Aku sulit bangun pagi. Semua ideku masih liar sampai tengah malam. Sialnya, kamu bangun pagi buta saat aku bahkan belum sampai di tingkat tidur paling nyaman. Aku nyaris tak pernah mengecupmu sebelum kamu pergi mengawali hari.

Aku tak pandai menjaga suasana. Aku bisa tiba-tiba menanyakan kenapa Ratu Inggris mengadakan festival topi atau bagaimana siklus hidup bintang sampai menjadi bintang mati. Kalau sedang berbaik hati, kamu biasanya berhenti dan menjawab. Pada beberapa situasi, kamu akan terus mengecup sampai aku hilang kata-kata.

Aku pemalas. Akhir pekan akan kugunakan sebagai alasan memintamu tinggal di sisiku lebih lama. Aku bisa memelukmu seharian di atas tempat tidur, menyalakan televisi, dan menonton film bersamamu. Aku tak memberi kejutan berupa sarapan, apalagi mengajakmu olah raga pagi. Oh, aku juga jarang sekali tergerak untuk merapikan rumput liar di halaman kita.

Tapi anehnya, kamu bertahan.

Kamu tak bosan mengingatkan bahwa waktu istirahat sudah tiba dan aku harus berhenti membaca. Kamu memeluk aku erat agar aku tak diam-diam bangun dan meneruskan bab yang sedang kutulis jalan ceritanya.

Kamu suka bekerja. Kepalamu butuh tantangan. Kamu menikmati tiap tenggat waktu dan tugas yang terus mengembangkan dirimu. Tapi saat tamu bulananku datang sebelum senja kamu sudah ada di rumah. Membuat sup panas dan menanyakan kegiatanku seharian. Mengecup hidungku saat aku memelas akibat kram perut tak henti.
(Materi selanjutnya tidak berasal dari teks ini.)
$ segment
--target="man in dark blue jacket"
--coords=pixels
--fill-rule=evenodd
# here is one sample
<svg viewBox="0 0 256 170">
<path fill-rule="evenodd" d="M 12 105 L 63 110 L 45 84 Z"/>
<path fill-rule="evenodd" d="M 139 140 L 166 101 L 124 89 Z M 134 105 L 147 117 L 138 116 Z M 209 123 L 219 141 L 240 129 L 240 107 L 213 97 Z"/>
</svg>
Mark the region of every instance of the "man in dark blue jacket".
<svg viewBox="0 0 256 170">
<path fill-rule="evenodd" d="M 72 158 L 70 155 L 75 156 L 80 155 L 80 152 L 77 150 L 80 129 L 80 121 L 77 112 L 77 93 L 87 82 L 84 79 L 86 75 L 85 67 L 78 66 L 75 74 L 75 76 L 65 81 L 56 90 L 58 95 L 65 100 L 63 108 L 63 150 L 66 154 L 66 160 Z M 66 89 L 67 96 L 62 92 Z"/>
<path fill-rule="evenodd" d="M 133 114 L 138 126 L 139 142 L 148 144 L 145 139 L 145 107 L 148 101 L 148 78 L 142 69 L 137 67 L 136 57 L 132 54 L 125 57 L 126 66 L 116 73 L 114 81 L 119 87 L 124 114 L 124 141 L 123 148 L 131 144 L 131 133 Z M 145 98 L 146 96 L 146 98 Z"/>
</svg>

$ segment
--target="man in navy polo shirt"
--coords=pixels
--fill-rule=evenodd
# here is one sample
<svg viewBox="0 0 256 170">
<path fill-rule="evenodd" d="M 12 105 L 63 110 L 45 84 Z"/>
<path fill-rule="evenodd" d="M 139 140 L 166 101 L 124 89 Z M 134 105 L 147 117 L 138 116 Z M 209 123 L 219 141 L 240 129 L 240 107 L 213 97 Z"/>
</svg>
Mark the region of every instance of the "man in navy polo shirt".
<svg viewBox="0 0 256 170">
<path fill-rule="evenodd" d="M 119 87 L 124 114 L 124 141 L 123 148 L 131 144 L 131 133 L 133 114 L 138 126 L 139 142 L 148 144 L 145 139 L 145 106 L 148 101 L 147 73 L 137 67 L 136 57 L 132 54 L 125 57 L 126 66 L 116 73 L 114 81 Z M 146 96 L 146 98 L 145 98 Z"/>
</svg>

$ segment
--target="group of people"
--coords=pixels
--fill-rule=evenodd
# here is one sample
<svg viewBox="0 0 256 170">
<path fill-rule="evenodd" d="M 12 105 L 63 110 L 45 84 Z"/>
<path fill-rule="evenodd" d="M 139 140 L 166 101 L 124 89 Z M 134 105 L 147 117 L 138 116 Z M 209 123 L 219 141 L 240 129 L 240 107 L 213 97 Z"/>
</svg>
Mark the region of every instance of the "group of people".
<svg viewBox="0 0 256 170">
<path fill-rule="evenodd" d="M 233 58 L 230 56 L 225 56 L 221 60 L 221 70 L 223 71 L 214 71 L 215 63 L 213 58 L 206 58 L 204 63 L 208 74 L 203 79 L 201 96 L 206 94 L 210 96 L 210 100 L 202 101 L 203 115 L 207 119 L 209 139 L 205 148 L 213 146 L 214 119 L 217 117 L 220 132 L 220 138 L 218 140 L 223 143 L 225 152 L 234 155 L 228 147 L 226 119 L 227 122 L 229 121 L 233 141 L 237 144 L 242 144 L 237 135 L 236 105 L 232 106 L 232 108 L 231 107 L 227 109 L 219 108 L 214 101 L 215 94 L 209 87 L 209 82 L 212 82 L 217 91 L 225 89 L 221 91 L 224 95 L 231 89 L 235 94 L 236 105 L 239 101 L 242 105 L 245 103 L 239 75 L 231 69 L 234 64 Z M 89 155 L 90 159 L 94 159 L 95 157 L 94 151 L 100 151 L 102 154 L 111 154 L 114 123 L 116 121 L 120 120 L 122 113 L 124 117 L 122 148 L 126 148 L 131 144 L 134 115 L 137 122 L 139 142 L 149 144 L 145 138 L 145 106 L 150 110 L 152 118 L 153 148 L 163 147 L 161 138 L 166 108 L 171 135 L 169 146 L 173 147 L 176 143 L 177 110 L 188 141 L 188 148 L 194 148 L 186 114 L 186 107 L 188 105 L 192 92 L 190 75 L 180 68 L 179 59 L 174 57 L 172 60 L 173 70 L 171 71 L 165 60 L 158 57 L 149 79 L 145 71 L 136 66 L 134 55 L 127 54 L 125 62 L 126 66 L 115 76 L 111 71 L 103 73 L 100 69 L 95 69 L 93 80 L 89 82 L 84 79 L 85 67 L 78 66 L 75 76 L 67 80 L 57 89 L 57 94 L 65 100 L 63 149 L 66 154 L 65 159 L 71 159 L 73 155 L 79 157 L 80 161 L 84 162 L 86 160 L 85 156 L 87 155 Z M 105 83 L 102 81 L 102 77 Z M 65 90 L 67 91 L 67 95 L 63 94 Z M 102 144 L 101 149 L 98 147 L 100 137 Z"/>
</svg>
Kamu sering mendekap, katamu dekap lebih romantis dibanding bercinta semalaman. Tentu bukan karena kemampuan bercintamu payah, aku berani menjamin yang satu itu. Mendekap adalah tentang penerimaan, membiarkan aku menjadi dekat dengan segala kurang dan cacat, membiarkan kamu mengeyampingkan segala perhitungan dan mencintaiku apa adanya.

Sampai hari ini, aku terus merasa kamu temani. Bahkan saat kamu tak benar-benar di sisi.